« (...) Falando em vocabulário caído em desgraça, livramo-nos da insuperável superação para cair nas garras da resiliência. (...)»
Não sei que fim levaram as provas contundentes. As provas cabais. As provas definitivas.
De um tempo pra cá – talvez pela popularização do fitness, do whey e dos anabolizantes – todas as provas são robustas.
Provas parrudas, fornidas, musculosas são questão de tempo. Assim como provas hercúleas, espadaúdas, bombadas.
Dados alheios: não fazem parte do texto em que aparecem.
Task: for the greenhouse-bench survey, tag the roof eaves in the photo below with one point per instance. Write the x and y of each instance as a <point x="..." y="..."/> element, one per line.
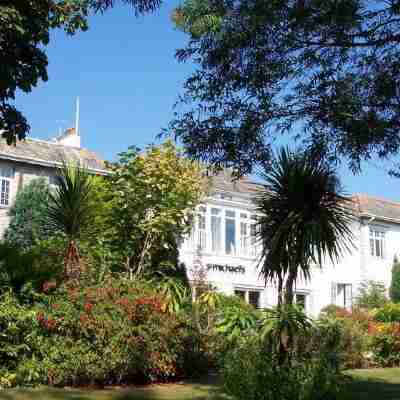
<point x="45" y="163"/>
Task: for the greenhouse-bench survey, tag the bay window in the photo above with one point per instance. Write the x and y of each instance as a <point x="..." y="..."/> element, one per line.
<point x="216" y="223"/>
<point x="250" y="296"/>
<point x="230" y="232"/>
<point x="6" y="176"/>
<point x="342" y="295"/>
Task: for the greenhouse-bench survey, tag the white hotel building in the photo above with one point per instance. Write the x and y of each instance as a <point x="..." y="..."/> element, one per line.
<point x="222" y="245"/>
<point x="222" y="249"/>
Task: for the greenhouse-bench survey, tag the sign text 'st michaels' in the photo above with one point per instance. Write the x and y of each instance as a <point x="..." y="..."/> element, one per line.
<point x="239" y="269"/>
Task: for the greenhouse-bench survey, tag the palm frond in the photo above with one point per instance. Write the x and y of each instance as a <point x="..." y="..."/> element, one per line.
<point x="305" y="217"/>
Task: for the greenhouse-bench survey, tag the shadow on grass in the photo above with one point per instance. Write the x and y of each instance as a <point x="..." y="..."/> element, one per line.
<point x="202" y="389"/>
<point x="371" y="389"/>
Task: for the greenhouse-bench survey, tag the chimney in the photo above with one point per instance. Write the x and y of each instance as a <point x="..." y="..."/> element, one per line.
<point x="69" y="138"/>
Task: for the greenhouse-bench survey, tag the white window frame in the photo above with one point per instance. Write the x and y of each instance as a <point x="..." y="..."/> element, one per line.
<point x="306" y="298"/>
<point x="377" y="240"/>
<point x="247" y="291"/>
<point x="6" y="179"/>
<point x="347" y="294"/>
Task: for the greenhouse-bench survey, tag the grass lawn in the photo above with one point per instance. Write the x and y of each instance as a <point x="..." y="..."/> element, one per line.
<point x="375" y="384"/>
<point x="200" y="390"/>
<point x="379" y="384"/>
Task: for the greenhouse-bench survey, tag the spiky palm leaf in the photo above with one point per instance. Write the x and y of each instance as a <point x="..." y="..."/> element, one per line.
<point x="69" y="210"/>
<point x="304" y="218"/>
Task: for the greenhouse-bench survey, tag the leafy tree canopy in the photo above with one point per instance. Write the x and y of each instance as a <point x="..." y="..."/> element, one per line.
<point x="304" y="219"/>
<point x="28" y="215"/>
<point x="327" y="70"/>
<point x="152" y="195"/>
<point x="24" y="32"/>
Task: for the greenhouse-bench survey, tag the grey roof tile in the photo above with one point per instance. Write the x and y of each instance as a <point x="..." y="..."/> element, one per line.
<point x="42" y="152"/>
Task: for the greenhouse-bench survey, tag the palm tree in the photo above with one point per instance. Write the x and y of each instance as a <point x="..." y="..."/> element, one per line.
<point x="69" y="211"/>
<point x="304" y="219"/>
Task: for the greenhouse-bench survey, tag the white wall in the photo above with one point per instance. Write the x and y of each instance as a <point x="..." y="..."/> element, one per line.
<point x="354" y="267"/>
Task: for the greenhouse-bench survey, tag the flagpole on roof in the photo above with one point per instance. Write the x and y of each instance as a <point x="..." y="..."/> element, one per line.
<point x="77" y="117"/>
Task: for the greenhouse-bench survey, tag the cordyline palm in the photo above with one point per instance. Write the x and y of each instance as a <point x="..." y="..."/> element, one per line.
<point x="69" y="211"/>
<point x="304" y="219"/>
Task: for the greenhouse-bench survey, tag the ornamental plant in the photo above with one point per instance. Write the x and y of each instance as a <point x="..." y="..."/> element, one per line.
<point x="152" y="197"/>
<point x="28" y="215"/>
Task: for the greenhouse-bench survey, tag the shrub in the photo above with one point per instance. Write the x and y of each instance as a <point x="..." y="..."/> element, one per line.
<point x="390" y="312"/>
<point x="119" y="333"/>
<point x="27" y="215"/>
<point x="385" y="344"/>
<point x="253" y="373"/>
<point x="372" y="294"/>
<point x="395" y="284"/>
<point x="21" y="269"/>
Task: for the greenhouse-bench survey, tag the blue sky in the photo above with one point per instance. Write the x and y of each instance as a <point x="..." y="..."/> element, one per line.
<point x="124" y="71"/>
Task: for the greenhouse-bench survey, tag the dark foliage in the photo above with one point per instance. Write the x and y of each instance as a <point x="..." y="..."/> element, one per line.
<point x="327" y="70"/>
<point x="27" y="215"/>
<point x="395" y="284"/>
<point x="304" y="218"/>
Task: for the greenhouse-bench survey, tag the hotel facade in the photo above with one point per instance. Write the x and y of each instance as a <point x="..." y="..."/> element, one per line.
<point x="221" y="248"/>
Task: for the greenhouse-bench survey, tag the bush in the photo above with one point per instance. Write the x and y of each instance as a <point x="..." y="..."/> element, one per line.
<point x="27" y="215"/>
<point x="371" y="295"/>
<point x="395" y="283"/>
<point x="385" y="344"/>
<point x="390" y="312"/>
<point x="252" y="372"/>
<point x="120" y="333"/>
<point x="26" y="269"/>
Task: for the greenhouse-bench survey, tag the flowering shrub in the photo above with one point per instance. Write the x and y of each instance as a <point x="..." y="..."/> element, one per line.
<point x="390" y="312"/>
<point x="385" y="343"/>
<point x="120" y="333"/>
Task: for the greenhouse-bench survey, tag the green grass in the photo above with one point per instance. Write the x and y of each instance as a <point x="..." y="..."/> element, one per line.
<point x="374" y="384"/>
<point x="379" y="384"/>
<point x="200" y="390"/>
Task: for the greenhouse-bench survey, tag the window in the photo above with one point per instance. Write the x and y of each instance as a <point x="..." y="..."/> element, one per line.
<point x="301" y="300"/>
<point x="230" y="232"/>
<point x="377" y="243"/>
<point x="240" y="293"/>
<point x="342" y="295"/>
<point x="250" y="296"/>
<point x="201" y="228"/>
<point x="216" y="229"/>
<point x="254" y="298"/>
<point x="6" y="174"/>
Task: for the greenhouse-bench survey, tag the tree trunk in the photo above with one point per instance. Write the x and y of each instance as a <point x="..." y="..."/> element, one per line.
<point x="72" y="267"/>
<point x="290" y="281"/>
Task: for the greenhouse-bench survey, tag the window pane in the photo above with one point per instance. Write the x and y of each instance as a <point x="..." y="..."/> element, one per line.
<point x="230" y="214"/>
<point x="240" y="293"/>
<point x="371" y="243"/>
<point x="254" y="299"/>
<point x="230" y="234"/>
<point x="215" y="233"/>
<point x="301" y="300"/>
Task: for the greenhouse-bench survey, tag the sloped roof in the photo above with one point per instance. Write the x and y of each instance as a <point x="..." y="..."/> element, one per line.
<point x="376" y="207"/>
<point x="224" y="181"/>
<point x="50" y="154"/>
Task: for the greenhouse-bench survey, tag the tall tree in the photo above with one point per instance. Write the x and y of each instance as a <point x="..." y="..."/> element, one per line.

É bom que isso aconteça porque nos libera, temporariamente, de um clichê – nem que seja substituindo-o por outro.
Suponho que nenhum juiz aguentasse mais os advogados falando em provas contundentes – por que não cortantes, perfurantes, obtundentes? Ou cabais – cadê as provas incisivas, peremptórias, taxativas? R.I.P. provas cabais e contundentes; welcome, provas robustas.
Hoje não há tese, artigo ou ensaio da área de Humanas que não fale em saberes.
Culpa, talvez, do Caetano, que inventou de falar do “quereres”.
Sim, na canção a parada era outra: o verbo substantivado (no plural) por meio de um determinante (no singular) – mas que também poderia ser (e acho que é) o infinitivo flexionado na segunda pessoa (para ter certeza, só perguntando ao autor, e ele está de férias).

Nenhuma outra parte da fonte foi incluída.